LEALMAN — The three candidates for the open seat on the Lealman Fire Commission have widely differing opinions about consolidation of fire and emergency medical services.
One sees consolidation as inevitable. Another wholeheartedly supports it. The third wants Lealman to remain independent as long as possible.
The three — Jay D. Alexander, John Frank and Becky Harriman — made their remarks at a recent forum held by the Lealman Community Association.
Alexander, 53, is a first-time candidate who has said he wants to revive the Civilian Conservation Corps. The CCC was a public works relief program that the federal government ran from 1933 to 1942.
Alexander told the audience that consolidation is an idea that might have to be considered. But he has said in the past that he "would like to hold out as much as possible to be independent."
Records from the Pinellas County Supervisor of Elections Office indicate that Alexander has raised no money for his campaign.

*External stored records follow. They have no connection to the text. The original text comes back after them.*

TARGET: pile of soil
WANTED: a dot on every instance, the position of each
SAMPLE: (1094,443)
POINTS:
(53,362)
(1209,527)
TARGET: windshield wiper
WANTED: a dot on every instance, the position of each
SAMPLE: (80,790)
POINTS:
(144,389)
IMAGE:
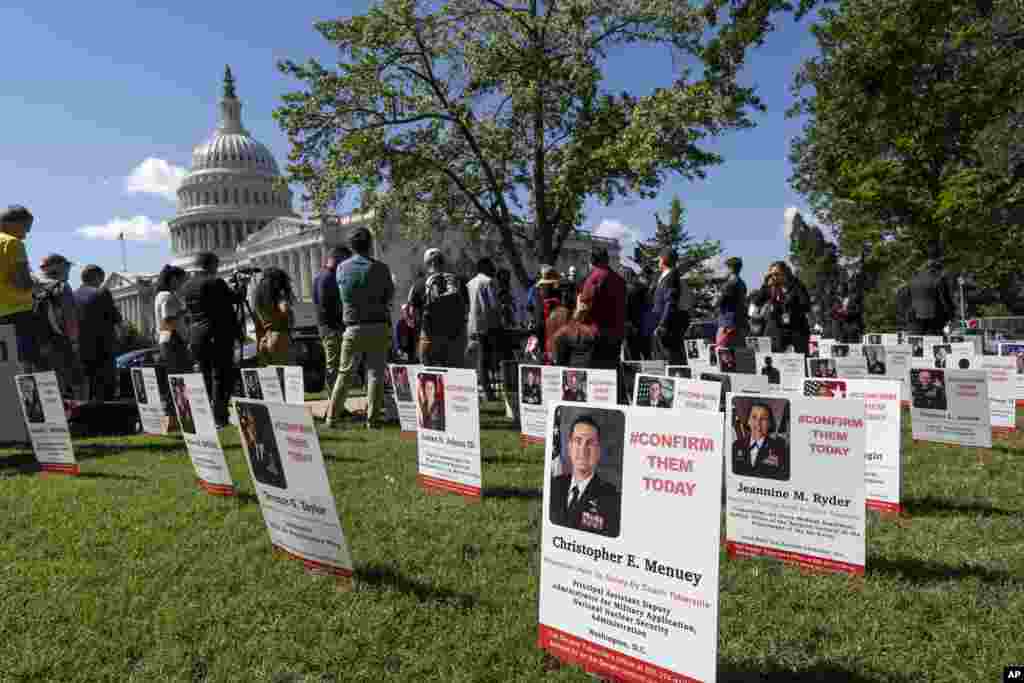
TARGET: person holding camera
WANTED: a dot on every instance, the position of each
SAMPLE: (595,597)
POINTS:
(786,305)
(273,301)
(213,331)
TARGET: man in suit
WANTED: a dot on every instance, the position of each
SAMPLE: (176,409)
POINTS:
(758,454)
(582,500)
(671,310)
(655,396)
(771,372)
(212,332)
(930,394)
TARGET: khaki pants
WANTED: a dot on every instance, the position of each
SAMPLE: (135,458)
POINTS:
(372,342)
(332,358)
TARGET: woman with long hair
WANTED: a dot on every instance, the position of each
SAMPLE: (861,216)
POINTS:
(785,307)
(169,313)
(272,302)
(576,343)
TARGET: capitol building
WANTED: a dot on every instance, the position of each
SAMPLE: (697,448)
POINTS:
(232,202)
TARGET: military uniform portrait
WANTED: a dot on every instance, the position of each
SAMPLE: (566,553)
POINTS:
(928,389)
(138,383)
(402,389)
(653,392)
(586,495)
(531,392)
(761,438)
(430,395)
(824,368)
(29,390)
(182,406)
(876,356)
(251,379)
(574,386)
(256,432)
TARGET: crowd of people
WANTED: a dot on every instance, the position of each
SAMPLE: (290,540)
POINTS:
(445,319)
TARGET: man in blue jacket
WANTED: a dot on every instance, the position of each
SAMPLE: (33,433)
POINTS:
(367,290)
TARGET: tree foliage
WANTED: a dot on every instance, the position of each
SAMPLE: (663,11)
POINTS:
(913,132)
(493,115)
(693,257)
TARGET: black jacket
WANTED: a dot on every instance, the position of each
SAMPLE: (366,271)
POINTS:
(211,308)
(598,510)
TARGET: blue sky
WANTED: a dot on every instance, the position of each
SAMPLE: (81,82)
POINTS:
(91,91)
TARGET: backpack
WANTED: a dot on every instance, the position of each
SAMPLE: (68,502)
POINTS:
(47,306)
(444,306)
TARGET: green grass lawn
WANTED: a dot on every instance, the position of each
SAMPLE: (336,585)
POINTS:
(130,572)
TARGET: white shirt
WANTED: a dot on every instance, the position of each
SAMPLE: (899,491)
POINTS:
(755,450)
(581,486)
(167,306)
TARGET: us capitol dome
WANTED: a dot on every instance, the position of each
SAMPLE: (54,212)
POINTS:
(230,190)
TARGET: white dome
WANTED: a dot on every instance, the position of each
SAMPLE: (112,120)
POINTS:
(233,151)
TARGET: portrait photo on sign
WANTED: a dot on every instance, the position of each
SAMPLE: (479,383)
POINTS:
(821,367)
(586,492)
(31,400)
(824,388)
(928,389)
(574,385)
(769,370)
(655,392)
(430,395)
(916,346)
(724,381)
(253,390)
(402,389)
(256,432)
(761,437)
(182,406)
(530,381)
(1017,351)
(139,384)
(876,356)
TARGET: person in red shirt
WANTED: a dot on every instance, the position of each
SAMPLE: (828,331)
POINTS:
(604,294)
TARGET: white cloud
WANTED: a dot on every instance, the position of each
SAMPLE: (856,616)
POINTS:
(788,216)
(614,229)
(138,228)
(156,176)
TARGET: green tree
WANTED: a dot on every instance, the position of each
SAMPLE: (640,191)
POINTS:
(913,131)
(693,257)
(493,116)
(815,262)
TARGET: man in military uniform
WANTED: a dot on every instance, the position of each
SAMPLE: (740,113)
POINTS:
(582,500)
(930,390)
(758,454)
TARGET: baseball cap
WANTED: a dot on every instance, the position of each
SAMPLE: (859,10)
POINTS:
(54,259)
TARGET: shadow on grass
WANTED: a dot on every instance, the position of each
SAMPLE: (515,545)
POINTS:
(386,577)
(932,506)
(512,492)
(110,475)
(740,673)
(925,571)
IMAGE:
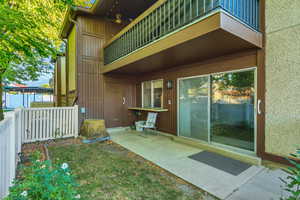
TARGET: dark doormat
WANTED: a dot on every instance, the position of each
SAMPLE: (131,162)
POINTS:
(223,163)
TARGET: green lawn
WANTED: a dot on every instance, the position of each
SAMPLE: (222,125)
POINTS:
(108,171)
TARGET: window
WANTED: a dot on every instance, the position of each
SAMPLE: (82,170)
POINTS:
(152,94)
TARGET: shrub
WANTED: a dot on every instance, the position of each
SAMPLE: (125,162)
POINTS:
(292,184)
(43,181)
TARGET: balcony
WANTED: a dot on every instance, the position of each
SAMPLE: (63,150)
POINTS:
(174,32)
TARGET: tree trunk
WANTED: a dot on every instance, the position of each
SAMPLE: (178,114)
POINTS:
(1,102)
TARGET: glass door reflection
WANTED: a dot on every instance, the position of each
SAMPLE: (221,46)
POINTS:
(194,107)
(232,109)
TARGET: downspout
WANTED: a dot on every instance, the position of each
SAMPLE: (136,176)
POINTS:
(76,46)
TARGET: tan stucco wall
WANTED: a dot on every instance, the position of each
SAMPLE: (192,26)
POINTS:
(282,76)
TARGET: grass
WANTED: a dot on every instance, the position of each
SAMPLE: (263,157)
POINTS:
(108,171)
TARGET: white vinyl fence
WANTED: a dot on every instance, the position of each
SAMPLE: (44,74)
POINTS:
(42,124)
(30,125)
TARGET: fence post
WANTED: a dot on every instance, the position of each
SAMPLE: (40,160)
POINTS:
(76,113)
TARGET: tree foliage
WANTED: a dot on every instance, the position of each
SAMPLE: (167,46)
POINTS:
(29,37)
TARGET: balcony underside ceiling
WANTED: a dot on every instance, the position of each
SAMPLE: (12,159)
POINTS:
(216,35)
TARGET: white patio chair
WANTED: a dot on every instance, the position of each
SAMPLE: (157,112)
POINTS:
(151,121)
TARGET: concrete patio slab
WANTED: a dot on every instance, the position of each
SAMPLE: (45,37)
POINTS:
(173,157)
(265,185)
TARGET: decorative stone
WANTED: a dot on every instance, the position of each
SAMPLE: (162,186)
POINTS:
(93,128)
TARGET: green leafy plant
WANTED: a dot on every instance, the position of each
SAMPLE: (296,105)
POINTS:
(292,184)
(43,181)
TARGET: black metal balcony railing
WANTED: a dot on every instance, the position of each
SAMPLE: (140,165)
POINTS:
(172,15)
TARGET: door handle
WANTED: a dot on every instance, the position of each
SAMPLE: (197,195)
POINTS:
(258,106)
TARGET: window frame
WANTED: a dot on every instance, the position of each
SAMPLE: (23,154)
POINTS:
(152,93)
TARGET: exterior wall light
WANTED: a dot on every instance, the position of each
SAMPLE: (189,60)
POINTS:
(169,84)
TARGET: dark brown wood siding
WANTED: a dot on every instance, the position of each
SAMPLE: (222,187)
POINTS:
(167,121)
(92,33)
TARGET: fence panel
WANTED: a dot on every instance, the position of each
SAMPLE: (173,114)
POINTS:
(10,146)
(31,125)
(50,123)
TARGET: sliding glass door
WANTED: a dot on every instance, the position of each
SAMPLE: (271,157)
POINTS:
(193,107)
(219,108)
(232,109)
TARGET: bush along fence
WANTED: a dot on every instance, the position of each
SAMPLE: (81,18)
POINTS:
(31,125)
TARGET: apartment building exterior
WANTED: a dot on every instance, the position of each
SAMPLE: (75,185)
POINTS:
(219,72)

Frank, 55, is a former Lealman fire commissioner who is well-known in the community. Frank believes that consolidation is inevitable and that it would result in better service for less money for Lealman taxpayers. But, Frank said, the way for Lealman to avoid disappearing in a consolidated system is to form friendships with the neighboring cities of Pinellas Park, Seminole, St. Petersburg and Kenneth City.
Frank has been a controversial figure during the past decade or so. Fire commissioners kicked him off the board because they said he does not live in the district. But county investigations have indicated that he does. He had run-ins with the law in 2005 when he was charged with speeding, DUI and leaving the scene of a crash. Adjudication was withheld on all charges. His license was suspended, but it has since been reinstated.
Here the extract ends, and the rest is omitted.